As PPS to DEFRA Ministers I was pleased to be supporting the Agriculture Bill through Parliament. I believe it offers a unique opportunity to secure the nations food sustainability, support farmers and protect our environment.
Food and farming is a bedrock of our economy and environment, generating £112 billion a year and helping to shape some of our finest habitats and landscapes. I am pleased that the Government will continue to commit the same cash total in funds for farm support until the end of this Parliament in 2022. Once we have the freedom to move away from the Common Agricultural Policy, the proposal is for an 'agricultural transition' period in England, allowing farmers to prepare for a new system.

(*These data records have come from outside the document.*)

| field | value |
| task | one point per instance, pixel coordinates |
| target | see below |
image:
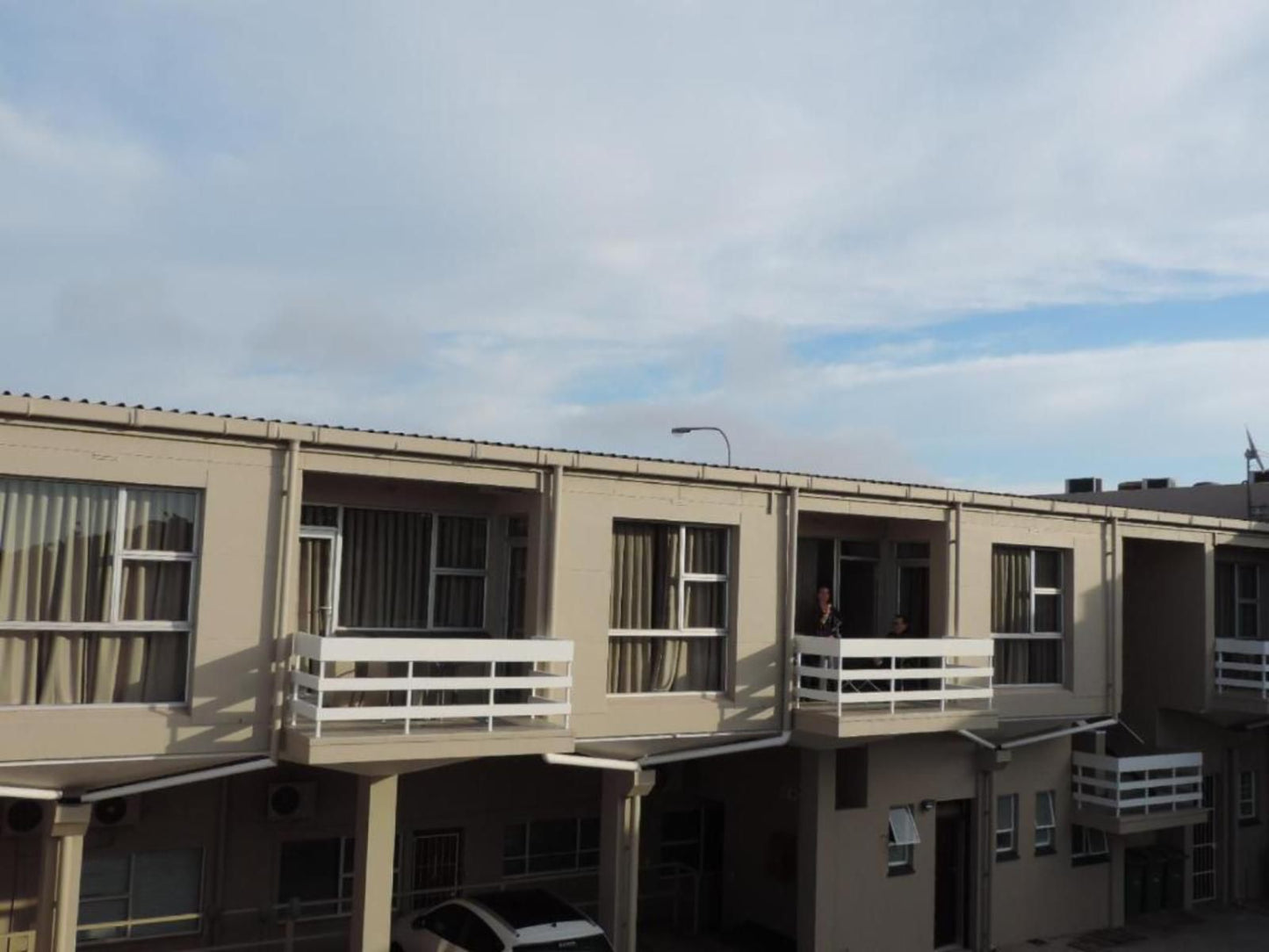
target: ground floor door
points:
(438, 866)
(952, 875)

Leaving the EU creates a once in a generation opportunity to design a domestic agricultural policy that will stand the test of time. Starting from first principles we can bring in innovative new ideas to support investment in healthy, sustainable British food production and do much better for farming, the environment and animal welfare. The Government proposes to move to a system of paying farmers public money for public goods: principally environmental enhancement.
Ministers have consulted widely with farmers and others, and have published the Agriculture Bill alongside their response; it focuses mostly on England because they recognise that devolution provides each administration with the powers to decide its own priorities. They are keenly aware of the importance of seasonal labour, so will work with the industry to ensure it has the right people with the right skills.
We must take this opportunity to use public money to reward environmentally-responsible land use, as well as maintaining and enhancing high standards of animal welfare. I am convinced that we will harness this opportunity and ensure that our best days as a food and farming nation lie ahead of us.
I am proud that the UK has some of the highest animal welfare standards in the world.
Ministers have been clear that they intend it to remain world-leading in the future and, as a minimum, to retain our existing standards of animal welfare once we have left the EU. In the latest Agriculture Bill I welcome moves to reward farmers who go beyond legislative requirements for their animals’ welfare.
We will maintain high animal welfare in any trade deal that we conclude post-Brexit. It is not only right morally but also because it is the pragmatic, economic thing to do. Britain and the individual nations of the United Kingdom will succeed in the future on the basis that the products that we produce are known worldwide for the high-quality standards that lie behind them.
I am told that the Government is currently reflecting on concerns about the Bill raised during Committee Stage, as well as those raised by colleagues and interested parties. I look forward to the Bill coming back to the House, at which point I will have the opportunity to vote on any amendments brought forward there.
It is absolutely vital that people across the UK have confidence in the food they eat. I therefore welcome the Government's very clear commitment that any future trade agreements must uphold the UK's high levels of food safety, animal welfare standards, and environmental protection. Ministers have made clear these standards will not be watered down in pursuit of any trade deal once the UK leaves the EU.
Public consultations will be run ahead of any negotiations for new trade agreements, while any final agreement will be scrutinised and ratified by Parliament. These measures will ensure that both Parliament and the public can have their say on the content of any potential new trade agreements, including in the area of food standards. I am aware consultations have already taken place in the US, New Zealand and Australia, as well as with the Comprehensive and Progressive Agreement for Trans-Pacific Partnership (CPTPP).
I am encouraged by the Government's commitment to uphold our high food standards, ensuring we will all continue to have confidence in the food we eat.